Raz was adopted into this tradition as soon as he arrived in Berkeley. The other coders took him in quickly, gladly. He belonged. Their tech firm had set him up in subsidized housing with the other Indians, and he did not mind the presumption. The rest of the coders were all from China—the office neatly divided itself along those lines.
The men insisted on showing him around after HR dropped him off at his desk. Raz learned fast. Leaving time was 5 p.m. but it was better to wait till half-past when the boss clocked out; if you couldn’t understand the receptionist’s thick American accent, the best strategy was to nod and smile; and it was wise to avoid the developers, especially the women.
“And you’ll come dancing with us this weekend,” J said happily. When Raz resisted, he was waved off.
“Of course you’ll come,” said S. “The only way to get settled is to throw yourself in, bro.”
The men loaned him a button-down, and he bought a squeaky new pair of dress shoes with his first paycheck. That first Saturday he couldn’t actually bring himself to join in, just stood at the edge of the room and watched his new friends pair off with girls. It was Beginner Ballroom, the instructors counting beats of four that threw Raz off. He didn’t think of himself as a particularly terrible dancer, had danced at all his cousins’ weddings back home, but there was no embarrassment there. Everyone joined in, children and elderly uncles following the music in a disorderly crowd. Here, 7 p.m. at Fairfield Community Center, the rec room was full of beautiful shining people. With the lights dim and the tap of high-heels on the linoleum, the bodies blurred into each other, a mass of red and black and polished shoes.
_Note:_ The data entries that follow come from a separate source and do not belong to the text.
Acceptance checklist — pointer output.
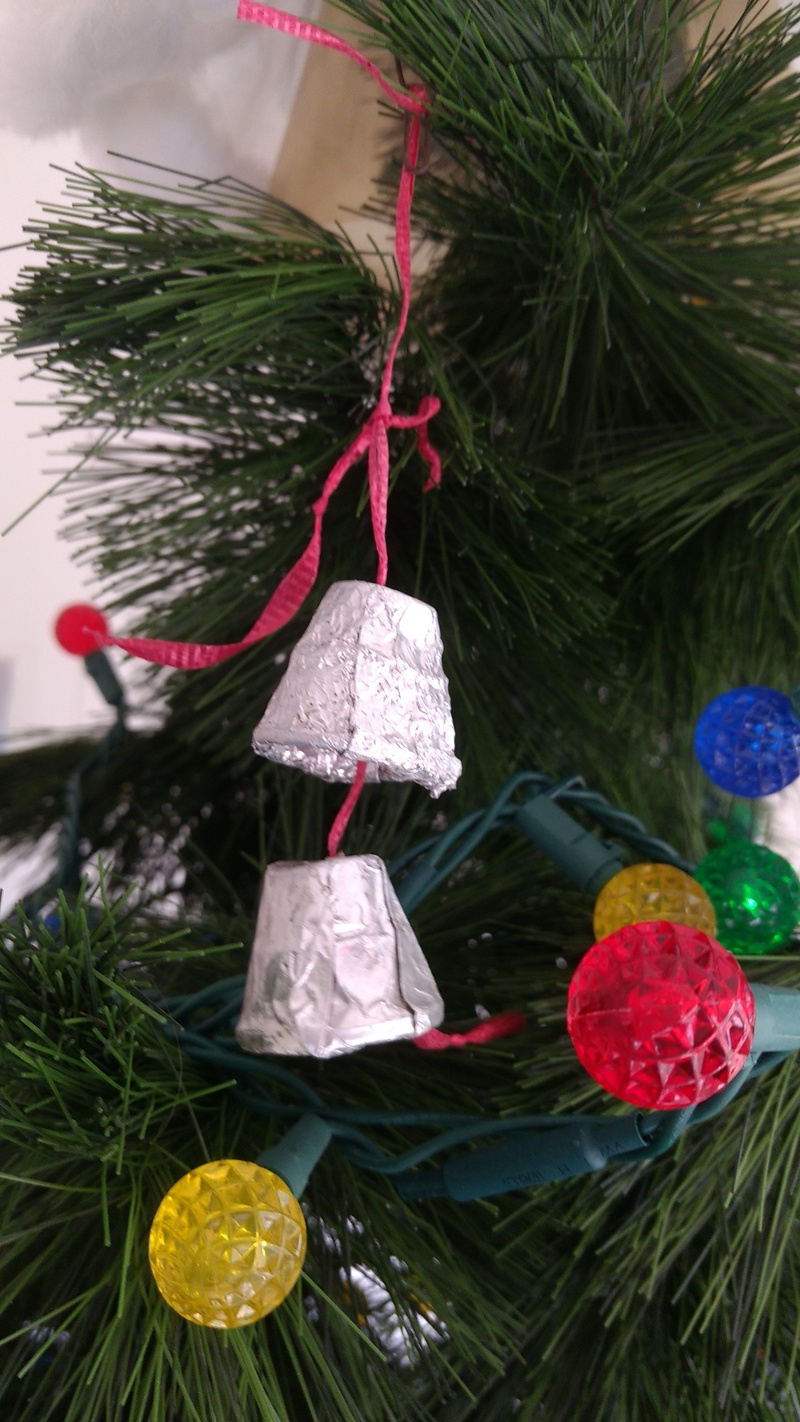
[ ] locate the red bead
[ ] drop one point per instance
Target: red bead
(76, 626)
(660, 1014)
That’s when Deb approached him. She was older, but it was hard for Raz to read white women, they never dressed exactly their age. Maybe thirty, maybe forty-five. Her long dress might have suggested modesty on someone else, but Raz noticed how fabric clung close to her body. A large silver pendant drew his eyes to the center of her sun-spotted chest.
“Aren’t you going to dyans?” she asked. He blinked at her accent.
“Yes, ma’am.”
“With me?”
Raz had been warned off talking to women like her—definitely white, seemingly wealthy. They’ll only give you problems, the men said. They think we’re all perverts, J told him. Raz heard of the stereotypes, the hordes of lonely Indian men harassing women for nudes online. Unfortunately, Raz had discovered that J really was something of a pervert, at least based on the genre, duration, and volume of porn heard echoing through the thin walls of their shared apartment, so he didn’t know who to believe.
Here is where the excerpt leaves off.